Deux mois avant sa mort en 1875, Carpeaux a été décoré de la Croix de la Légion d'honneur. Bien que son œuvre soit souvent vue comme une réaction contre le style classique conventionnel imposé par l'Académie française, il est indéniable qu'il a été fortement influencé par les doctrines de cette institution ainsi que par les maîtres anciens et modernes auxquels il a été exposé pendant son apprentissage à Rome, qu'il a durement gagné.

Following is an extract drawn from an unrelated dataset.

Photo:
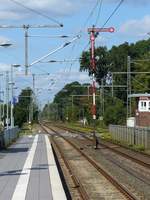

Dès ses débuts à l'École, Carpeaux montre une ambition entrepreneuriale marquée, enfreignant la politique académique qui interdit le commerce. Tout au long de sa carrière, il produit des œuvres en série, principalement des réductions ou des variantes de ses figurines exposées au Salon, de ses monuments publics ou de ses portraits célèbres. Ces œuvres sont réalisées dans divers matériaux, dimensions et formats, par différents moyens : des fondeurs de bronze renommés, la Manufacture de Sèvres et son propre atelier à Auteuil. Il utilise les expositions à travers l'Europe, notamment les sections industrielles très prisées (sélectionnées par un jury) des expositions internationales, ainsi que les expositions provinciales en France, et met ses œuvres aux enchères à Paris, Londres et en Europe continentale chaque année à partir de 1870. Dès le début de sa carrière, il comprend les enjeux liés à la conservation des droits de reproduction de ses modèles. En tant qu'étudiant, son refus de vendre des œuvres à l'État pour en garder le contrôle des droits était motivé par un orgueil risqué, mais cette stratégie s'est révélée très bénéfique sur le plan commercial.

Statuette Grecque


Carpeaux a présenté une alternative radicale et très visible aux normes établies pour les sculpteurs de sa génération et de la suivante. Considéré comme un baromètre révélateur de son époque, lui et son œuvre ont provoqué un vif débat public. Ses critiques l'ont accusé d'une ambition démesurée en cherchant constamment à se faire connaître. Son travail a été jugé tout aussi audacieux. Tandis que ses défenseurs et détracteurs s'accordent à dire que ses décorations architecturales dominent leurs cadres architecturaux, son utilisation extravagante des styles baroque et rococo a été soit critiquée pour plagiat, soit célébrée comme une manifestation de la grandeur moderne. L'œuvre de Carpeaux, avec son énergie expressive intense et son naturalisme d'une part, et ses surfaces richement détaillées et sa qualité décorative d'autre part, a remis en question les notions mêmes de haute sculpture. Ses nus très physiques, qu'ils soient masculins ou féminins, ont à la fois fasciné et dérouté son époque, suscitant des débats passionnés sur leur impact moral, d'autant plus qu'ils se sont bien vendus et ont été fréquemment copiés. Néanmoins, ses dernières œuvres et ses théories sur l'art, largement négligées jusqu'à récemment, révèlent une approche plus classique et discrète, parallèle à celle des œuvres ultérieures de son maître Rude. L'influence de Carpeaux est perceptible dans le travail des derniers grands sculpteurs, comme Aimé-Jules Dalou, mais elle se fait surtout sentir dans les théories et l'art d'Auguste Rodin, son élève à la Petite École et admirateur tout au long de sa carrière remarquable.